Between the summer’s bushfires and the current whatever you want to call this, it hasn’t been a particularly auspicious 2020 for the Australian wine industry. Thankfully, however, none of it has stopped the most determined of the bunch from making wine – and it most definitely hasn’t stopped the rest of us from drinking it.
Ari’s Natural Wine Co, in the Southern Highlands, typically sells almost exclusively to wine bars and restaurants (like Love, Tilly Devine, 10 William St and Bella Brutta, to name a few), but in light of recent happenings, business is down almost 90 per cent. In response, the small, family-owned winery has opened a virtual cellar door and is selling wine directly to consumers for the very first time.
The project began as a hobby more than 30 years ago, when Ari Zafirakos tried his hand at making the types of wines he grew up in drinking in his native Greece. Over time, he began selling to friends and neighbours, and with the help of his son Tony started selling to venues and small retailers in 2018.
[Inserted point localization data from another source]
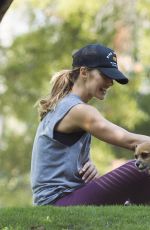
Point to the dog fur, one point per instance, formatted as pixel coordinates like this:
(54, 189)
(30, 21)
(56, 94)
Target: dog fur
(142, 156)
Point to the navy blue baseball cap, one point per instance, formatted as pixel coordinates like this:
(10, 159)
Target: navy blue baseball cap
(99, 57)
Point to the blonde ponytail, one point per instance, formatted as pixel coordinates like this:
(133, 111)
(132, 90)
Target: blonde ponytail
(62, 83)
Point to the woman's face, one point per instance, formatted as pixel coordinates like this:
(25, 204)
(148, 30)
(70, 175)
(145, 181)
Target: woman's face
(97, 84)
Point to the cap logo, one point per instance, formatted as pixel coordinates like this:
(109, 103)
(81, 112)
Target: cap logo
(108, 56)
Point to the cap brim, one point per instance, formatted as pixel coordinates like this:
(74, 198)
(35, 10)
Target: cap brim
(114, 74)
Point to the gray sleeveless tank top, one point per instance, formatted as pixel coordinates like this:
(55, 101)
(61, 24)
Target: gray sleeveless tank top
(55, 166)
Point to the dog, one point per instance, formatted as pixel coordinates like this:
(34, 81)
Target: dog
(142, 156)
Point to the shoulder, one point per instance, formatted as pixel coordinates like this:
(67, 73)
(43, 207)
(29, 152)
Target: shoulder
(83, 115)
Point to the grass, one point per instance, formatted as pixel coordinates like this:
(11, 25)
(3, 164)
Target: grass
(76, 218)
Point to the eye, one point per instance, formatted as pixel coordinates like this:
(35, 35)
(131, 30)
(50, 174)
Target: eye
(144, 155)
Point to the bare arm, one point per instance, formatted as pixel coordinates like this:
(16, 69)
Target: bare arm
(89, 119)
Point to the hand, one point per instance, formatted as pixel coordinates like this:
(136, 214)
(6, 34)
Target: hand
(89, 172)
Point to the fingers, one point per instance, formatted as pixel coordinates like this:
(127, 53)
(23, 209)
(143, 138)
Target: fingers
(89, 172)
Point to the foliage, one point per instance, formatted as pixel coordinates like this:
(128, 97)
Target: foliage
(91, 218)
(57, 28)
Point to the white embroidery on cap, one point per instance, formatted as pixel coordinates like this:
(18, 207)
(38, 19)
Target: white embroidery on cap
(108, 56)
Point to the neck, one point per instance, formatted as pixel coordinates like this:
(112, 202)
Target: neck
(81, 93)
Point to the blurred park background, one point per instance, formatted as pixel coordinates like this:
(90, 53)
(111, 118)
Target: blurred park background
(37, 39)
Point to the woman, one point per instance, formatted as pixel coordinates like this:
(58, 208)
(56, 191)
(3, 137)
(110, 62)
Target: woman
(62, 173)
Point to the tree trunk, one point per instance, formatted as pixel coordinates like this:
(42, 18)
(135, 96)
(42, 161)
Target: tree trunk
(4, 5)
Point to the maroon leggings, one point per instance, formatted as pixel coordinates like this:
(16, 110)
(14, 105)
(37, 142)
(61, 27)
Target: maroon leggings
(115, 187)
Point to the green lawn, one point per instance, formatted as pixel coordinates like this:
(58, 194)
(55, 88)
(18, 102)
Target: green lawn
(72, 218)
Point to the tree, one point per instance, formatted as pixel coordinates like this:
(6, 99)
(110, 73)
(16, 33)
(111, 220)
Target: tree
(4, 5)
(57, 30)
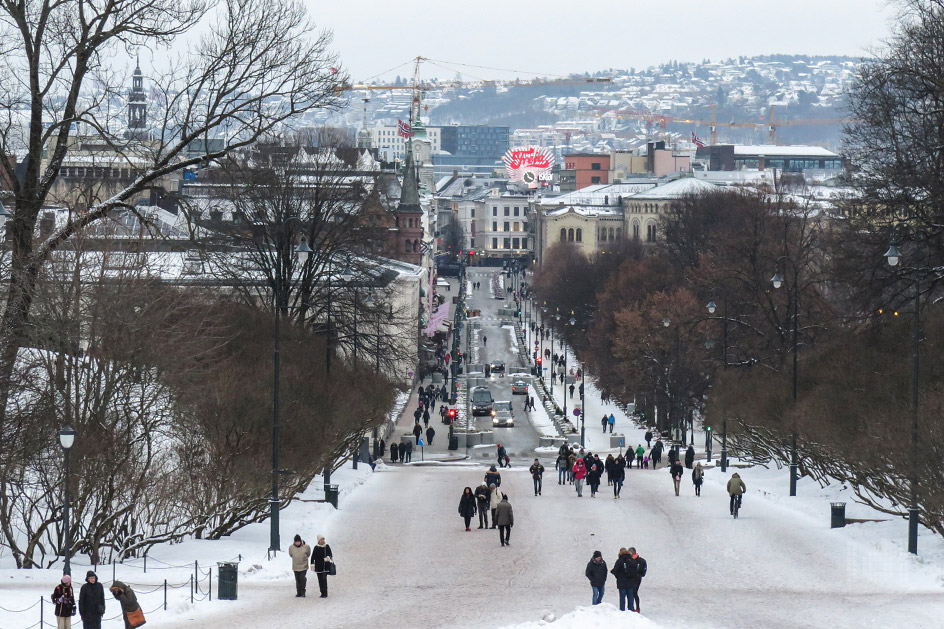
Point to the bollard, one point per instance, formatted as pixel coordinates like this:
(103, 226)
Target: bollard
(838, 515)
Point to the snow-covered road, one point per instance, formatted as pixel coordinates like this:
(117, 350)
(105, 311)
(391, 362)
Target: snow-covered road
(405, 560)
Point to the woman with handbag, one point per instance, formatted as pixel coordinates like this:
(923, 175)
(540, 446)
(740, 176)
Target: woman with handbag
(322, 563)
(64, 599)
(92, 602)
(130, 610)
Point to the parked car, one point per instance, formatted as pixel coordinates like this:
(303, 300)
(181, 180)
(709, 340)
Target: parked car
(481, 401)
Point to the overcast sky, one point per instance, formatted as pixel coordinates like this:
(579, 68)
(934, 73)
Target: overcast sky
(563, 36)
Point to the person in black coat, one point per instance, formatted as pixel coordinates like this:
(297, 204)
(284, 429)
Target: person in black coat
(321, 556)
(92, 602)
(467, 507)
(596, 574)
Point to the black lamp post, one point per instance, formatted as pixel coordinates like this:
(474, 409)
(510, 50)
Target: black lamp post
(724, 354)
(894, 256)
(66, 439)
(302, 251)
(777, 281)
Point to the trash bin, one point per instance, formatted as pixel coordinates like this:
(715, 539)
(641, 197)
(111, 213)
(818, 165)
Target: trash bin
(227, 577)
(331, 495)
(838, 515)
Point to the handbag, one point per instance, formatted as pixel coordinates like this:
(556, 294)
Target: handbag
(136, 618)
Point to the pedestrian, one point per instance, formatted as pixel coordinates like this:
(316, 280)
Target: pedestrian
(537, 474)
(321, 560)
(467, 507)
(676, 471)
(299, 551)
(736, 489)
(596, 574)
(64, 599)
(506, 519)
(698, 477)
(594, 473)
(493, 477)
(580, 473)
(641, 568)
(129, 604)
(494, 499)
(482, 506)
(91, 602)
(502, 456)
(619, 473)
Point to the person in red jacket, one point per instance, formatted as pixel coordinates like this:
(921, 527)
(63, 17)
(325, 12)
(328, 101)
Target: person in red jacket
(580, 473)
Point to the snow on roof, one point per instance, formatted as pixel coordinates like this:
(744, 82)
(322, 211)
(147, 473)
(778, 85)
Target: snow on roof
(676, 189)
(769, 150)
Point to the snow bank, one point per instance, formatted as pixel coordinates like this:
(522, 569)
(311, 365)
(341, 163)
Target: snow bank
(603, 616)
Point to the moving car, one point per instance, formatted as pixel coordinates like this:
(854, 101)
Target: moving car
(481, 401)
(502, 414)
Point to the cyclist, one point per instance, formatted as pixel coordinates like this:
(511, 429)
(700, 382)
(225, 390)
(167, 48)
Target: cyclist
(736, 489)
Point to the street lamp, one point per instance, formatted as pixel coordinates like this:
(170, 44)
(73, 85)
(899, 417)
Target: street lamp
(794, 297)
(894, 256)
(302, 252)
(66, 439)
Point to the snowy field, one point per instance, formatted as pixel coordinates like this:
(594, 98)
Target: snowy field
(402, 553)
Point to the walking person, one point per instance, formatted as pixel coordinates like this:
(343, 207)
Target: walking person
(321, 558)
(467, 507)
(537, 475)
(506, 519)
(676, 470)
(299, 551)
(91, 602)
(482, 506)
(596, 574)
(619, 473)
(626, 572)
(580, 473)
(64, 599)
(494, 499)
(129, 603)
(698, 477)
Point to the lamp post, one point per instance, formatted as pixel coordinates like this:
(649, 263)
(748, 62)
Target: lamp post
(66, 439)
(794, 297)
(894, 256)
(302, 252)
(724, 354)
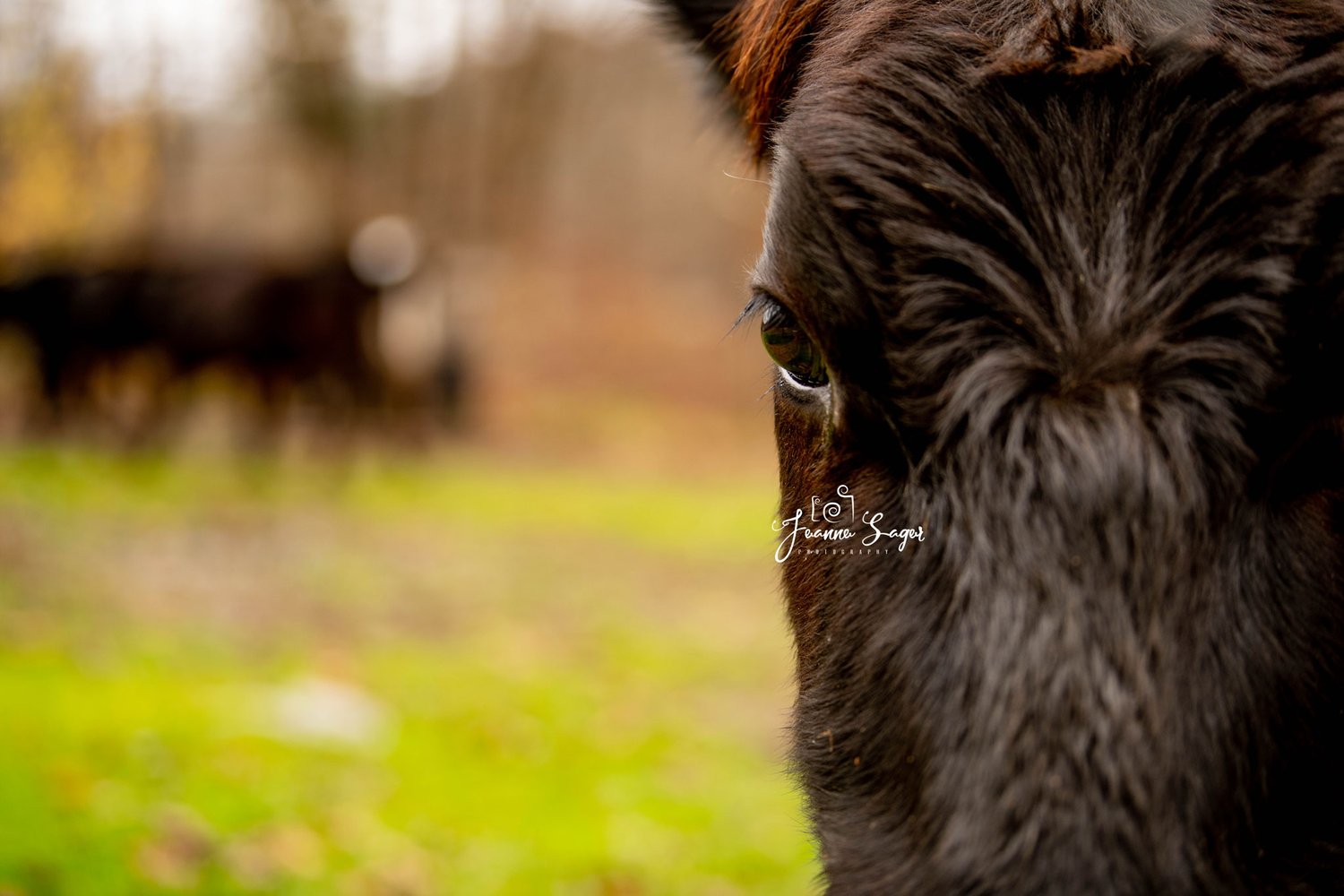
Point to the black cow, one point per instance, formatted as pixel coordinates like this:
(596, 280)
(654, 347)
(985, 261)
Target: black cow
(1055, 285)
(285, 331)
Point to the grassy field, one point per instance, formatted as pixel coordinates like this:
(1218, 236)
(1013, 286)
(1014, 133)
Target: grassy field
(389, 676)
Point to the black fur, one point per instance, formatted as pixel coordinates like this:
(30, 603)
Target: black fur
(1077, 273)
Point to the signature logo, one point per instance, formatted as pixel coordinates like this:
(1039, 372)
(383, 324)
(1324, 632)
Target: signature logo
(823, 522)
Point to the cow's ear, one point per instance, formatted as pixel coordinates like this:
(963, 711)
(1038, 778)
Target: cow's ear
(757, 47)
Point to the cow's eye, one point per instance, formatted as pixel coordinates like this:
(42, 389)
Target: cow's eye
(790, 347)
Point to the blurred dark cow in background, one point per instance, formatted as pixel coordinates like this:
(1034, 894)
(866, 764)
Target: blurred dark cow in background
(1059, 282)
(301, 336)
(282, 330)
With the exception of the most recent vintage (which comes from South Australia because of smoke taint), all of the fruit is sourced from different regions in New South Wales, and everything in the winery is done by hand. No electricity or pumps are used, no sulphur is added at any stage and everything is unfined and unfiltered. In other words, this is as “hands-off” as it gets, and equally “small-batch”, too, with an upper limit of 100 cases made of any one style.
Wines are labeled by style rather than variety, which keeps things nice and simple. ‘White-ish’, for instance, is a cloudy white made from chardonnay and sauvignon blanc; ‘Pink’ is a whole-bunch rosé, while ‘Mandarin’ is an orange wine with notes of spice and stone fruit. ‘Big Red’, meanwhile, like the name suggests, is a heftier merlot.
Planting a vineyard and opening a bricks-and-mortar cellar door are in the pipeline, but for now, cyberspace will have to do. Packs of three and six are available, as well as magnums if you feel like living large – and if you need another incentive to sweeten the deal, delivery is free. Yamas!